Heute können wir in Ngarlikirlangu runde, rote Felsen sehen, die „Kapurdu“, die der Emu zerschmettert hat. Es gibt auch einen Tanz für diesen „Yankirri“ (Emu) Jukurrpa, der während der Initiationszeremonien der Männer aufgeführt wird. Eine Reihe anderer Jukurrpa befinden sich ebenfalls in Ngarlikirlangu, darunter „wardilyka Jukurrpa“ (träumender Buschtruthahn), „yardijiinypa Jukurrpa“ (träumende Fleischameise) und „pirntina Jukurrpa“ (träumende Woma- oder Ramsay-Python [Aspidites ramsayi]). Heute wachsen in der Gegend von Ngarlikirlangu viele „Yakajirri“.

In zeitgenössischen Warlpiri-Gemälden wird traditionelle Ikonografie verwendet, um die Jukurrpa, zugehörige Stätten und andere Elemente darzustellen. „Yankirri“ werden üblicherweise durch pfeilartige Formen symbolisiert, die ihre „Wirliya“ (Fußabdrücke) beim Umhergehen darstellen.

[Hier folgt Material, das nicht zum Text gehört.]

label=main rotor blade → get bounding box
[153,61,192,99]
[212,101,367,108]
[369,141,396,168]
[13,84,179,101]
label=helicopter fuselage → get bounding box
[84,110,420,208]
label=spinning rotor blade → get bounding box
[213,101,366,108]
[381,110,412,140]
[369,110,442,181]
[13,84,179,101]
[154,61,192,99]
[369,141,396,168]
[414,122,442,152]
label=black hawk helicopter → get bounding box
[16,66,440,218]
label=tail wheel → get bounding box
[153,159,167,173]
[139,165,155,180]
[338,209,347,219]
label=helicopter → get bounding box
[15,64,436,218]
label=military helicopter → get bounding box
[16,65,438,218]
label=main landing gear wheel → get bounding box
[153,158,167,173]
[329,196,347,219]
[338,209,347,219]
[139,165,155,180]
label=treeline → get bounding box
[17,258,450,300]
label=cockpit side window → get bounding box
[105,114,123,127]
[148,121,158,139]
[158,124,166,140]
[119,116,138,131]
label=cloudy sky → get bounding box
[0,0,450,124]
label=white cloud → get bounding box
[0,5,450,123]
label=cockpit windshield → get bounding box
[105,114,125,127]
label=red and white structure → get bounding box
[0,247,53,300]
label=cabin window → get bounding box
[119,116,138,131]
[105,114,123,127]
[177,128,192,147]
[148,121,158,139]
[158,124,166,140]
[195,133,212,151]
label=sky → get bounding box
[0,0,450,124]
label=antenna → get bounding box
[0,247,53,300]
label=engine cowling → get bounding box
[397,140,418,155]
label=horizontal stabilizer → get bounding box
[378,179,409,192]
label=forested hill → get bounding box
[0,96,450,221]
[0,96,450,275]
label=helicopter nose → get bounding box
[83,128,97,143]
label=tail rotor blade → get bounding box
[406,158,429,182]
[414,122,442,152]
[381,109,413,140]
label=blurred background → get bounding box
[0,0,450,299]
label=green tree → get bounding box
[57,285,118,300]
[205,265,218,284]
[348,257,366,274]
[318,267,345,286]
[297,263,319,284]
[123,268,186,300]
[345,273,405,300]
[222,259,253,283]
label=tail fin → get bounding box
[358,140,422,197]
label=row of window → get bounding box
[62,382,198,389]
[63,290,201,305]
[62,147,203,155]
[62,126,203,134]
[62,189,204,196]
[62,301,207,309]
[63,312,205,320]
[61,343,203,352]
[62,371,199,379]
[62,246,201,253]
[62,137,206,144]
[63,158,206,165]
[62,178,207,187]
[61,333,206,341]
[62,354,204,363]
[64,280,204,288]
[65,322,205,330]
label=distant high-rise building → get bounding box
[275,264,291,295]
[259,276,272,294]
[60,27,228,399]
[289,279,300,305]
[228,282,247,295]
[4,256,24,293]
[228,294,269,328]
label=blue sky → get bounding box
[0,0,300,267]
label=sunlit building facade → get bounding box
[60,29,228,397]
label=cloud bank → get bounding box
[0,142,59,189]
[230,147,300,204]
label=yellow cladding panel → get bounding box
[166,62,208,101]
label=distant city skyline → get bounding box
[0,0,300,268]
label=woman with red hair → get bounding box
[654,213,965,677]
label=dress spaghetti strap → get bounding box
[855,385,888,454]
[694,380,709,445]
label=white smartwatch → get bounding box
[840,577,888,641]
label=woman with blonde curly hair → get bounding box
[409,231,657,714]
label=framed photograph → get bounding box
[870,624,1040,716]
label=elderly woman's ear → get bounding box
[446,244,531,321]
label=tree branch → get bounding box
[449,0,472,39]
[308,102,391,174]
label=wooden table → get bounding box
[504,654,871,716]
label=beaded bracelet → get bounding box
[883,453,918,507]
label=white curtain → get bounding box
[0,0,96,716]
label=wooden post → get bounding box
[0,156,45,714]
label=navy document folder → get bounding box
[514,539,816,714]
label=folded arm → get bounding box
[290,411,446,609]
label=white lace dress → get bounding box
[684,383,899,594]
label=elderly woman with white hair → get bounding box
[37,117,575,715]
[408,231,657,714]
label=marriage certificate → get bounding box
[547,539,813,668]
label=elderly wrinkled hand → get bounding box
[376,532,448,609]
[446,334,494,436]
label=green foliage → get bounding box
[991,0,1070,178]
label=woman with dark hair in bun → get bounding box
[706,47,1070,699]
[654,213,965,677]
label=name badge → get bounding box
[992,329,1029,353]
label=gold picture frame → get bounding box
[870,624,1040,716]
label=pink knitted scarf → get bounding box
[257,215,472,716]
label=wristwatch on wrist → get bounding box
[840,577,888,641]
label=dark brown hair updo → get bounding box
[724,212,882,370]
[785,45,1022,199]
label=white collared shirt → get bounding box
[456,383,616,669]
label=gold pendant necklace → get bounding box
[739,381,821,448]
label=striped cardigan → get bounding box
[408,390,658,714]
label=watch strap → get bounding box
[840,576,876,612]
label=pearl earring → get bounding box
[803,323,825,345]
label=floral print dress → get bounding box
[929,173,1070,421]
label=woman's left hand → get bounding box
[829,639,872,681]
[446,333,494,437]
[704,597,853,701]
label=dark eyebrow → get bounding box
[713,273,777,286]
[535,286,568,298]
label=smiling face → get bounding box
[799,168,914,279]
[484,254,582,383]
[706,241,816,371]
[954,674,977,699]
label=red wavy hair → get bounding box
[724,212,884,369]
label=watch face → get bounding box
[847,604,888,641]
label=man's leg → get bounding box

Jeffrey Jangala Gallagher wurde 1970 in Yuendumu geboren, einer abgelegenen Aborigine-Gemeinde 290 km nordwestlich von Alice Springs im Northern Territory Australiens. Er entstammt einer Familie bekannter Warlukurlangu-Künstler. 1978 zog er mit seiner Familie nach Nyirripi, wo er die örtliche Schule besuchte.

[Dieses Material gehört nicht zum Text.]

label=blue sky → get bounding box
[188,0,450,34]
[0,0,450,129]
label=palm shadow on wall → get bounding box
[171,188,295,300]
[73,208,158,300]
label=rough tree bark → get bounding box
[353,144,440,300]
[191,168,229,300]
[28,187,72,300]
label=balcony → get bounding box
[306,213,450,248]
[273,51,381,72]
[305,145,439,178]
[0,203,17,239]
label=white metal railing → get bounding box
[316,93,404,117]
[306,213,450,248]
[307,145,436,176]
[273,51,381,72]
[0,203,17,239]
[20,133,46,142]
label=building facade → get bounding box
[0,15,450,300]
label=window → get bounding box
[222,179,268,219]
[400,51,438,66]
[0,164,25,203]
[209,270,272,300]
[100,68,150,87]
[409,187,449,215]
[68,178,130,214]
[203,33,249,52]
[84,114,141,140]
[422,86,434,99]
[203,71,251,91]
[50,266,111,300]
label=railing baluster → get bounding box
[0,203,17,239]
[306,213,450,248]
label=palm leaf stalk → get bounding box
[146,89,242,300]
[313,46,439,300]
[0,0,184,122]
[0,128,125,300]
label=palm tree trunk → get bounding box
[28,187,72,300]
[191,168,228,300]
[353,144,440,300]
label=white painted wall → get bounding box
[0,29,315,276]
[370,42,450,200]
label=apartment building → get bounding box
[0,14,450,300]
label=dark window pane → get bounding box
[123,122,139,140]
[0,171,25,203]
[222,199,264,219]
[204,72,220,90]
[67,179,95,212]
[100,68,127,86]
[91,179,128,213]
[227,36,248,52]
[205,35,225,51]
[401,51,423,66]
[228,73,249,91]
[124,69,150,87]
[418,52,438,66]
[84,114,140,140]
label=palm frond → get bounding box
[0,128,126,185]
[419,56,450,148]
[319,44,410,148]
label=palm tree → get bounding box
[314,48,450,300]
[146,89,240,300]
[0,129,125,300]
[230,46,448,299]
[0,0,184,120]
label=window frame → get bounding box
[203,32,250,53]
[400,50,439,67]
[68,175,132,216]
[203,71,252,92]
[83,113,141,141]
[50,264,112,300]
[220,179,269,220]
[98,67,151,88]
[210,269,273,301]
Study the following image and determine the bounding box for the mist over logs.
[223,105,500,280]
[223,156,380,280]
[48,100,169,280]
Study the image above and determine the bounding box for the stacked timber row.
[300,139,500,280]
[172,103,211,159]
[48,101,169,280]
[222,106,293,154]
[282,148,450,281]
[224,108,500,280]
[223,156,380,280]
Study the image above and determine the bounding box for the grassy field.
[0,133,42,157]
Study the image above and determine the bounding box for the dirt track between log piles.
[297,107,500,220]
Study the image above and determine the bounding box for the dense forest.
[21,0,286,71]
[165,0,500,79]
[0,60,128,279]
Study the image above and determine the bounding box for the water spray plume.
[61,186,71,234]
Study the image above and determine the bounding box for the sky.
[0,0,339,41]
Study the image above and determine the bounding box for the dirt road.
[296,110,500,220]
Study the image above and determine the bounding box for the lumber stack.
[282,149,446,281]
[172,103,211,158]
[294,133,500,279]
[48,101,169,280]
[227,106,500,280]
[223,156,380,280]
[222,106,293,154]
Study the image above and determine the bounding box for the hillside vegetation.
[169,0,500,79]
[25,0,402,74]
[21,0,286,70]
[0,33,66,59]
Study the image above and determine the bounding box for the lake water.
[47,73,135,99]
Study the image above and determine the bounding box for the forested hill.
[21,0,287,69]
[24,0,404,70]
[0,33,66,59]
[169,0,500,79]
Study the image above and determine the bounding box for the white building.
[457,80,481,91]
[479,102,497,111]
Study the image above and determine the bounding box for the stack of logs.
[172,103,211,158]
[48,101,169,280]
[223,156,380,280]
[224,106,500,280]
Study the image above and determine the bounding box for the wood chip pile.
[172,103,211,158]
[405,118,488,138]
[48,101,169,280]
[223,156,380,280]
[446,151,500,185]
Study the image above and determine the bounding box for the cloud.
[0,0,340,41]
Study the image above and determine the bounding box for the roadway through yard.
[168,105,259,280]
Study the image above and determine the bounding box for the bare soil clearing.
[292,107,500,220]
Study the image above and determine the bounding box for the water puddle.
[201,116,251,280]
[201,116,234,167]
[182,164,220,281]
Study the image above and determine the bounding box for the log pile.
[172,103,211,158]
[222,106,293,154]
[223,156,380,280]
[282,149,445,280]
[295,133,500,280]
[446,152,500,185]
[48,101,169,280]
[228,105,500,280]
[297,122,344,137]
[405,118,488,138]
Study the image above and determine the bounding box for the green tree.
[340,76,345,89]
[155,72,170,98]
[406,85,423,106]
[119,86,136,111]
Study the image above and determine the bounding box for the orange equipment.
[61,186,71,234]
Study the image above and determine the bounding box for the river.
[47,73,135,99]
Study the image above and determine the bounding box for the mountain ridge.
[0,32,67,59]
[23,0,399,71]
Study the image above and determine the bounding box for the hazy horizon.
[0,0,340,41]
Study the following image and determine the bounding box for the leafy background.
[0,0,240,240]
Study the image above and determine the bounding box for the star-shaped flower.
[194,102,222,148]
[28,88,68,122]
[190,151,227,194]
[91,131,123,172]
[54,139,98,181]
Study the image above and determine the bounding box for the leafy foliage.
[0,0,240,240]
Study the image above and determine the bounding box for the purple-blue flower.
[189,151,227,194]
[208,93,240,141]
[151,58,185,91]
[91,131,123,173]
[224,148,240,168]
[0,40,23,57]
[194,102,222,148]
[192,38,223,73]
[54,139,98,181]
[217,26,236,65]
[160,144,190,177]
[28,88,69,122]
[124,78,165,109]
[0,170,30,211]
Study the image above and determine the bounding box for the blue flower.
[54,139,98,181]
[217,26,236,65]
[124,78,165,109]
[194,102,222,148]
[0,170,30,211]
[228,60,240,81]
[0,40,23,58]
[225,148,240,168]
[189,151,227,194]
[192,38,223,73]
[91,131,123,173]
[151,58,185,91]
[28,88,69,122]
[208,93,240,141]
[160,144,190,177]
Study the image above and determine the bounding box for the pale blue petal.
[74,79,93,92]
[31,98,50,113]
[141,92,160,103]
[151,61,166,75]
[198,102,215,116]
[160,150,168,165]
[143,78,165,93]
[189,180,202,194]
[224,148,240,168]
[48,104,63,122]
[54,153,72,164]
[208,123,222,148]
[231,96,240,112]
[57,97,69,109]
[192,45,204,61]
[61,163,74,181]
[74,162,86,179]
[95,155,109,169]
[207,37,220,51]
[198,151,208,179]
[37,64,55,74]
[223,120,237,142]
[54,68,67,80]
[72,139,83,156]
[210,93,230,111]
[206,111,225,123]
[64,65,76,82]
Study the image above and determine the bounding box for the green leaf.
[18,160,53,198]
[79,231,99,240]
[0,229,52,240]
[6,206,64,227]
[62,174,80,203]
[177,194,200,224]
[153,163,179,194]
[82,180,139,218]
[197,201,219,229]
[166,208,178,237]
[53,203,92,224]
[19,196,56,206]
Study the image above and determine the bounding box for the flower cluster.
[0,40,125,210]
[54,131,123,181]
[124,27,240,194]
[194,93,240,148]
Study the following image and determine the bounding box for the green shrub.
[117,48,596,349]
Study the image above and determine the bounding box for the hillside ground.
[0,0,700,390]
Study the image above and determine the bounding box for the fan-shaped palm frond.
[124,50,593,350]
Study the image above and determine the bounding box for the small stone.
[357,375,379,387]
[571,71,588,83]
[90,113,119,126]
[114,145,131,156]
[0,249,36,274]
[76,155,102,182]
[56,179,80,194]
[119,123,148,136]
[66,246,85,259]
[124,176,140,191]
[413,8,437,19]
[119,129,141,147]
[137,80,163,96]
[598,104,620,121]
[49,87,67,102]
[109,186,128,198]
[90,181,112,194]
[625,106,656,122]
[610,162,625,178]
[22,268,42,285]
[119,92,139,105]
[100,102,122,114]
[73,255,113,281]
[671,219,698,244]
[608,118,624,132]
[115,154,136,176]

Jeffrey begann 2021 seine künstlerische Laufbahn bei der Warlukurlangu Artists Aboriginal Corporation, einem von Aborigines geführten und verwalteten Kunstzentrum in Yuendumu und Nyirripi. Er malt die Yankirri Jukurrpa (Emu-Traumzeit) – Ngarlikirlangu und Lukarrara Jukurrpa (Traumzeit der Wüstenrandbinsensamen) – Geschichten seines Vaters und Großvaters, die eng mit seinem Land, seinen Merkmalen und den dort lebenden Pflanzen und Tieren verbunden sind. Diese Geschichten werden seit Jahrtausenden von Generation zu Generation weitergegeben. Er verwendet eine uneingeschränkte Farbpalette und verbindet seine eigenen Muster mit Motiven seiner Vorfahren, um seine traditionelle Jukurrpa darzustellen.

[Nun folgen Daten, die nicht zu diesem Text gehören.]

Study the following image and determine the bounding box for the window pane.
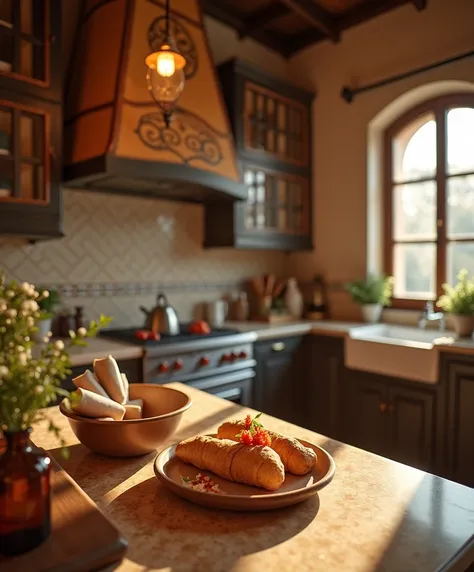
[447,242,474,285]
[393,244,436,300]
[392,112,436,182]
[393,181,436,240]
[447,174,474,238]
[446,107,474,174]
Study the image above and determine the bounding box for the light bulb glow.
[156,52,176,77]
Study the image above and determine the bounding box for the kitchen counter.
[225,320,360,341]
[69,332,143,366]
[32,384,474,572]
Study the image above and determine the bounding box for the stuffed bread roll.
[217,421,317,475]
[176,435,285,491]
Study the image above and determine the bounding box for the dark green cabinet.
[342,370,438,471]
[204,60,314,251]
[303,335,344,439]
[253,336,305,425]
[0,0,62,239]
[441,354,474,487]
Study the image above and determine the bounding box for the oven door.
[189,369,255,407]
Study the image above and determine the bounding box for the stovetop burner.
[100,323,240,347]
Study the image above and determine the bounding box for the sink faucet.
[418,302,446,332]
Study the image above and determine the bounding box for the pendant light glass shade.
[145,0,186,127]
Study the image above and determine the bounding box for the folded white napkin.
[94,355,127,404]
[72,369,110,399]
[71,387,125,421]
[124,403,142,420]
[120,373,130,403]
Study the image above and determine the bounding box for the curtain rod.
[341,50,474,103]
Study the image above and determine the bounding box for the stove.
[101,324,256,405]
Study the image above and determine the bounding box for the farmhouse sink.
[345,324,453,383]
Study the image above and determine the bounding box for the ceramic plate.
[154,435,336,511]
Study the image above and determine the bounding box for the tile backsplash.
[0,189,287,327]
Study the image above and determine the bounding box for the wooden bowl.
[59,383,192,457]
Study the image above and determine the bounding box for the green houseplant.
[345,274,393,323]
[437,268,474,337]
[33,286,61,342]
[0,272,110,554]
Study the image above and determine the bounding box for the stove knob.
[158,361,170,373]
[173,359,183,371]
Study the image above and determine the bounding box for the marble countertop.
[225,320,366,340]
[69,338,143,366]
[32,384,474,572]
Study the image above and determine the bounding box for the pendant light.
[145,0,186,127]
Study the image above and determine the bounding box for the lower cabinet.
[441,354,474,487]
[341,370,438,471]
[253,336,307,426]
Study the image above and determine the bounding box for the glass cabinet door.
[244,167,309,235]
[244,82,309,166]
[0,100,49,204]
[0,0,49,85]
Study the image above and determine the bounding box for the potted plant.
[0,272,110,555]
[437,268,474,337]
[34,286,61,342]
[345,274,393,324]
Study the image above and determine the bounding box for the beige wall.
[290,0,474,317]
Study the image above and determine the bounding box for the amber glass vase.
[0,429,51,556]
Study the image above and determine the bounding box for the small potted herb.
[34,286,61,342]
[345,274,393,324]
[437,268,474,337]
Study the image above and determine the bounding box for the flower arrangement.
[437,268,474,316]
[345,274,393,306]
[0,272,111,450]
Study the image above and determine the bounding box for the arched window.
[384,94,474,308]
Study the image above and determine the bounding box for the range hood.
[64,0,246,202]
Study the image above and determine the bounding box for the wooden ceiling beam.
[280,0,340,42]
[242,4,292,37]
[337,0,426,30]
[203,0,290,58]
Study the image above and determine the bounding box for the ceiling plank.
[281,0,340,42]
[242,4,292,37]
[203,0,290,57]
[337,0,422,30]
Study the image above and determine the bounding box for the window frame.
[383,93,474,309]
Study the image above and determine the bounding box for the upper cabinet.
[0,0,61,102]
[0,0,62,239]
[205,60,314,250]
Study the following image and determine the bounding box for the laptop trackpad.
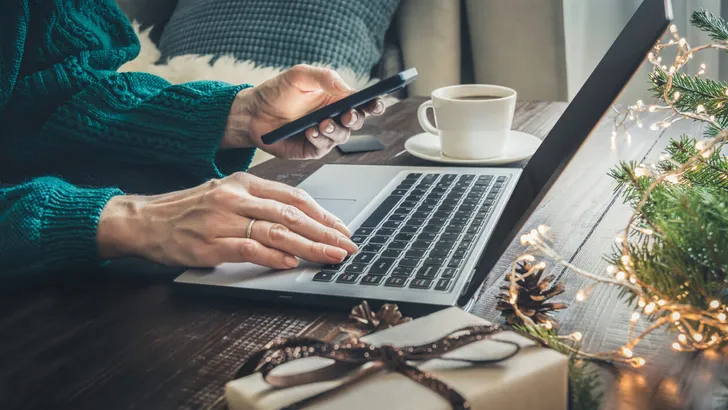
[314,198,360,224]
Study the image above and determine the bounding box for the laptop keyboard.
[313,173,507,292]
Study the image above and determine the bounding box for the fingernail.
[334,221,351,236]
[283,256,298,268]
[324,246,347,261]
[349,111,359,125]
[334,80,351,92]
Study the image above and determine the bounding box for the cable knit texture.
[0,0,253,276]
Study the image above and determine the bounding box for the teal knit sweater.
[0,0,253,278]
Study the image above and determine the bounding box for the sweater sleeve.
[0,0,253,180]
[0,177,123,277]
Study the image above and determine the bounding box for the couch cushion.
[160,0,399,75]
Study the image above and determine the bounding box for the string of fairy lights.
[509,25,728,367]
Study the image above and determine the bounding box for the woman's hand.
[97,173,357,269]
[225,65,384,159]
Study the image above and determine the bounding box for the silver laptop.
[175,0,672,313]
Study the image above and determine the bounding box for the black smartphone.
[262,68,417,145]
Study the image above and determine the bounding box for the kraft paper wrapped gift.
[226,308,568,410]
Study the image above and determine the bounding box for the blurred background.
[118,0,728,101]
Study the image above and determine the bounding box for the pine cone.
[496,262,566,326]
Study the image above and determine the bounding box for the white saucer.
[404,131,541,165]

Wenn er nicht arbeitet oder malt, treibt er gerne Sport und geht mit seiner Familie und seinen Freunden auf die Jagd.

"Very nice piece and as advertised. Delivery was seamless." - Scott, Aus – ART ARK Customer Review

Warlpiri-Kunst aus der Tanami-Wüste

Warlpiri-Kunst aus der Tanami-Wüste

Dieses Kunstwerk stammt von Warlukurlangu Artists in Yuendumu. Das Kunstzentrum vertritt Warlpiri-Künstler aus Yuendumu und Nyirripi in der Tanami-Wüste nordwestlich von Alice Springs. Diese abgelegene Region aus rotem Sand und offener Wüstenlandschaft ist zentral für die Geschichten und das Wissen, die in den Gemälden vermittelt werden.